At Mr. Horton's bedside were a niece, Mrs. William R. Jacques, and her husband, who live at 1432 West Prospect, the Horton homestead; Mr. and Mrs. Frank F. Faxon of 2615 Troost avenue, and others.

Until fifteen minutes before Mr. Horton's death, he was conscious. The last words he spoke were: "I'm very tired."

He spoke this with an effort, seeming suddenly to grow weaker. Immediately he fell into a stupor from which he never aroused.

No man was better or more favorably known, and no one man was more highly esteemed, beloved, trusted and appreciated than was James C. Horton. In business pursuites he was teh acme of honesty; in private life a man of the highest type of morality and noble and edifying things and thought. In church affairs he was active and sincere, and as senior warden for years of Grace Episcopal Church he contributed largely to its support and prosperity; in politics he was an unflinching Republican, and while standing for its principals he never permitted himself to be led about by venal politicians or to waver from what he considered to be right and to be to the best interests of the people; he was a fast and consistent friend, lovable in disposition and character; liberal and unselfish, he devoted the better part of his life and savings to lighten the burden of the poor, unfortunate and oppressed, and thousands there are who can lend testimony to his goodness of heart and liberality of purse.

James C. Horton died a widower, his wife having passed away in 1901, and her body laid tenderly away in the cemetery at Lawrence, Kas. Although born in the East at Ballston Spa, New York state, Mr. Horton might be properly referred to as a Western man, born and bred, for he had been a resident of the West since 1857, and was a prominent and active figure in its growth and development. Int that year he located in Lawrence, Kas., as the agent of an express company. Young, vigorous and ambitious, he took a prominent part in many of the affairs of Kansas that have now become history.

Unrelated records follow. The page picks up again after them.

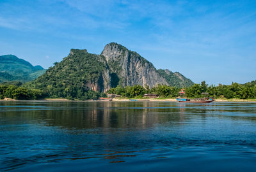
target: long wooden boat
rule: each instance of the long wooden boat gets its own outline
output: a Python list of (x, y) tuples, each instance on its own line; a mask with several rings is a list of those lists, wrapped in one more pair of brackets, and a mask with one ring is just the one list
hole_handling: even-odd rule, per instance
[(214, 97), (187, 99), (182, 97), (177, 97), (176, 100), (179, 102), (183, 103), (211, 103), (214, 101)]
[(99, 100), (100, 101), (111, 101), (113, 100), (113, 97), (99, 97)]

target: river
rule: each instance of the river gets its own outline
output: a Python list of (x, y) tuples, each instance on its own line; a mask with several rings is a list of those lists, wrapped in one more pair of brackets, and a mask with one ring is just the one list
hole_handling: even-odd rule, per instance
[(1, 101), (0, 171), (256, 171), (256, 103)]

He filled county offices of trust with credit to himself and the satisfaction of his constituency, and was a state senator for one or two terms.

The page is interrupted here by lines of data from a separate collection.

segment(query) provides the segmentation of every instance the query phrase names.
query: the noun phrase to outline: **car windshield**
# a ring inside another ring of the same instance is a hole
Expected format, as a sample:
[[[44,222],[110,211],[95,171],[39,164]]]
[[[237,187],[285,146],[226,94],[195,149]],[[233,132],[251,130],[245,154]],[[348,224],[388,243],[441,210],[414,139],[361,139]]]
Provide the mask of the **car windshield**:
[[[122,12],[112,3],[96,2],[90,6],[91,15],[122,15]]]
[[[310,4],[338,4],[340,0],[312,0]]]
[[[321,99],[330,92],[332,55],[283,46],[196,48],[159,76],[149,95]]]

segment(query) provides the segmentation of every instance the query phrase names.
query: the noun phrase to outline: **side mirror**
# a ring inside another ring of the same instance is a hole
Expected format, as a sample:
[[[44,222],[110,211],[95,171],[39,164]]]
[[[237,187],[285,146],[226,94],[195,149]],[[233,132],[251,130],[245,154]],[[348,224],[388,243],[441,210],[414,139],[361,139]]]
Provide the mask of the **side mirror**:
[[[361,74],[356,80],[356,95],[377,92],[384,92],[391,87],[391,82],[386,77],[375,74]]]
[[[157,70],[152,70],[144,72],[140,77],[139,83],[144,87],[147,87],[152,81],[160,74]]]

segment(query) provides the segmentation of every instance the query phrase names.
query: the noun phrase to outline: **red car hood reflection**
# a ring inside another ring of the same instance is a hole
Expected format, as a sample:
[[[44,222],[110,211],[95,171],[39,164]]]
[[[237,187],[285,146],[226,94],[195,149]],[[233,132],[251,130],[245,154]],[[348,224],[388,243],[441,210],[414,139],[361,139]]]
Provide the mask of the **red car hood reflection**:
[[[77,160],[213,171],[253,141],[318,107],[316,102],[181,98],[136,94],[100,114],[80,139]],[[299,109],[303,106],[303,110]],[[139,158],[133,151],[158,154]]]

While a resident of Lawrence he married Mrs. Robinson, a widow, and in 1878, Mr. Horton came to Kansas City and became associated with the drug firm of Woodwward, Faxon & Co. In 1897 the firm name was changed to Faxon, Horton & Gallagher. February 3, 1906, Mr. Horton retired from business pursuits to pass his declining years in rest, free from mercantile burdens. He lived with his neice, Mrs. Jacques, wife of W. R. Jacques, at the Horton homestead, 1432 West Prospect, from where the funeral will be conducted.

No children were born to Mr. and Mrs. Horton. The body will be temporarily held at Stine's undertaking rooms awaiting funeral arrangements.

During his residence in Kansas City Mr. Horton was always active in Republican politics, and his last notable fight was the one he put up in advocacy of the nomination of J. J. Davenport for mayor at the last municipal election. Mr. Horton was the unrelenting foe of ballot box stuffers and crooks, and in 1894 when a number of Kansas City men were prosecuting ballot box stuffers and he was short on funds he contributed out of his own pocket $786.50. Later his admiring friends got up a popular subscription, and insisted upon him being reimbursed against his own expressed wishes that it not be done. Although continually solicited by party leaders here to accept political office, he steadfastly declined, and a year ago when an attempt was made to elect him to a seat in the upper house of the council his remonstrance was so pronounced and determined that his name was withdrawn.